Sylvia Plath’s is one of the most heartbreaking tragedies in modern literary history. How does a creature so breathlessly and earnestly in love with the world, in love with art, and in love with love come to take her own life?

In October of 1962, mere months before her death, Plath recorded herself reading “A Birthday Present,” written the previous month and later included in her beloved poetry collection Ariel. The recording was one of several broadcasts Plath participated in for BBC’s celebrated series “The Poet’s Voice” and survives on The Spoken Word: Sylvia Plath. With lines like “I do not want much of a present, anyway, this year. / After all I am alive only by accident. / I would have killed myself gladly that time any possible way,” the poem stops you dead in your tracks as you absorb the quiet catastrophe of Plath’s fate and simultaneously behold the all-too-human, universal terror that birthdays stir in all of us, that subtle but inevitable reminder of our own mortality. And yet — “sweetly, sweetly” — perhaps you’re moved to reach for, to choose, a different truth, the one 18-year-old Sylvia knew when she wrote, “I have to live my life, and it is the only one I’ll ever have.”

A Birthday Present

What is this, behind this veil, is it ugly, is it beautiful?
It is shimmering, has it breasts, has it edges?

I am sure it is unique, I am sure it is what I want.
When I am quiet at my cooking I feel it looking, I feel it thinking

Is this the one I am to appear for,
Is this the elect one, the one with black eye-pits and a scar?

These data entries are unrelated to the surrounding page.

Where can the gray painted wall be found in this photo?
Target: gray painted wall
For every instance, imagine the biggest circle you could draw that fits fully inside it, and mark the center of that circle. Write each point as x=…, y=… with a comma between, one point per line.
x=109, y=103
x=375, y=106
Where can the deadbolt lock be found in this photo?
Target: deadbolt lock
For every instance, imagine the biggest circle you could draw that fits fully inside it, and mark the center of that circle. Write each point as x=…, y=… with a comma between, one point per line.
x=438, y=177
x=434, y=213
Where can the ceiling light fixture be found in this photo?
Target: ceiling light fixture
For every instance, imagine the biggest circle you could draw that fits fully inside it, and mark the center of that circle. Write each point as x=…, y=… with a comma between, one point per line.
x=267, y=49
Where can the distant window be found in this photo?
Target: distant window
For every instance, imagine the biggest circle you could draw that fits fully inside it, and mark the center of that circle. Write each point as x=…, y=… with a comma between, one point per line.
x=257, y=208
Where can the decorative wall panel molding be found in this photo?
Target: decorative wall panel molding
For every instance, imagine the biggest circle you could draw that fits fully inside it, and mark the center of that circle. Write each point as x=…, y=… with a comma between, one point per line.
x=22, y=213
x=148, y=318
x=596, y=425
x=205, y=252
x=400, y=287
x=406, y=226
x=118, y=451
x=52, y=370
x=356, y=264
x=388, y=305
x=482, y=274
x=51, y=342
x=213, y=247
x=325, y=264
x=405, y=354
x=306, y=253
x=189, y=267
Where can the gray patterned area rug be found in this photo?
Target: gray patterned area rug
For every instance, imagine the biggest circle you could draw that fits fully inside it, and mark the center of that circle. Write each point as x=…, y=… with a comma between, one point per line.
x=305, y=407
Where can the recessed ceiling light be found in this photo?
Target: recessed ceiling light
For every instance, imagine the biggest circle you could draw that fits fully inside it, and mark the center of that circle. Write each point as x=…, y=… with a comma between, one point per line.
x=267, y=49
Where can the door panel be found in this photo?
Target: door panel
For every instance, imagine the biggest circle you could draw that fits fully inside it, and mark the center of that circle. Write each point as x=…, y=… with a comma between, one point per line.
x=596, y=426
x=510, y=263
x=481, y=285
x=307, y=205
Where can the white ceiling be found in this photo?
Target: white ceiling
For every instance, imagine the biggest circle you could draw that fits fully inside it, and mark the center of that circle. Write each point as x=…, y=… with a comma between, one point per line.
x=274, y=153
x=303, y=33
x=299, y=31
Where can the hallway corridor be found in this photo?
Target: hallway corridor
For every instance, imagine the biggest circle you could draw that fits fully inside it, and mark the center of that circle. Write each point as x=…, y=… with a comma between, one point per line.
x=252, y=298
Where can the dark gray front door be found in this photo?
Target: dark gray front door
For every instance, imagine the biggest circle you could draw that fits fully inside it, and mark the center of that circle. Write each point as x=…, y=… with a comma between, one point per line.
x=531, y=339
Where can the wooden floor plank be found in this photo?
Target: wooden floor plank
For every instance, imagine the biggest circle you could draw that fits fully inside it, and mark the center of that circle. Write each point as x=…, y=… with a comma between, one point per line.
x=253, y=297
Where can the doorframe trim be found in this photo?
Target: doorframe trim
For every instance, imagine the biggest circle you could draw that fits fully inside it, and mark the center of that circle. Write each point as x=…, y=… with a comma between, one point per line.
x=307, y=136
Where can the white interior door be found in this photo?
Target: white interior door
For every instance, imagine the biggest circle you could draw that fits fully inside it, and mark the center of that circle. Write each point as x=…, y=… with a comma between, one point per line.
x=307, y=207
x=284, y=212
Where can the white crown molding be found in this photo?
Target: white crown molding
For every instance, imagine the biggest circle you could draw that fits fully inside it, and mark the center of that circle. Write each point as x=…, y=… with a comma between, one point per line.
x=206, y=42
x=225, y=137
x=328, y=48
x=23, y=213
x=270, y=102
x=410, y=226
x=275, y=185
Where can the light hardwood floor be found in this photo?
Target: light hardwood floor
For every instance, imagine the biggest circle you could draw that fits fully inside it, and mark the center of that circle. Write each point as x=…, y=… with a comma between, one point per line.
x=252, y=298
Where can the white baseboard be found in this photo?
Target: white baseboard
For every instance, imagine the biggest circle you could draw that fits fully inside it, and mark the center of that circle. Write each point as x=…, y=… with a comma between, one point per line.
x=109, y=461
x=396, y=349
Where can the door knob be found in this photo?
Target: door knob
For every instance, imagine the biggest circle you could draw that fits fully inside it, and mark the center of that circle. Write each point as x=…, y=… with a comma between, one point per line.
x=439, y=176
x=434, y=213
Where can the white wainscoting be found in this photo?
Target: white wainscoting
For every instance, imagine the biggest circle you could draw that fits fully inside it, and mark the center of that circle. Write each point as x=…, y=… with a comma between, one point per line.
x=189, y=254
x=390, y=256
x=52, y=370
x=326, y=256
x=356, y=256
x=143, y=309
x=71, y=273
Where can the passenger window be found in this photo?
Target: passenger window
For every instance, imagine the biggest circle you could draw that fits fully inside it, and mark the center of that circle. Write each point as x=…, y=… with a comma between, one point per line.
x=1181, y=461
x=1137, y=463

Measuring the flour, cutting off the surplus,
Adhering to rules, to rules, to rules.

Is this the one for the annunciation?
My god, what a laugh!’

But it shimmers, it does not stop, and I think it wants me.
I would not mind if it were bones, or a pearl button.

I do not want much of a present, anyway, this year.
After all I am alive only by accident.

I would have killed myself gladly that time any possible way.
Now there are these veils, shimmering like curtains,

The diaphanous satins of a January window
White as babies’ bedding and glittering with dead breath. O ivory!

It must be a tusk there, a ghost column.
Can you not see I do not mind what it is.

Can you not give it to me?
Do not be ashamed–I do not mind if it is small.

Do not be mean, I am ready for enormity.
Let us sit down to it, one on either side, admiring the gleam,

The glaze, the mirrory variety of it.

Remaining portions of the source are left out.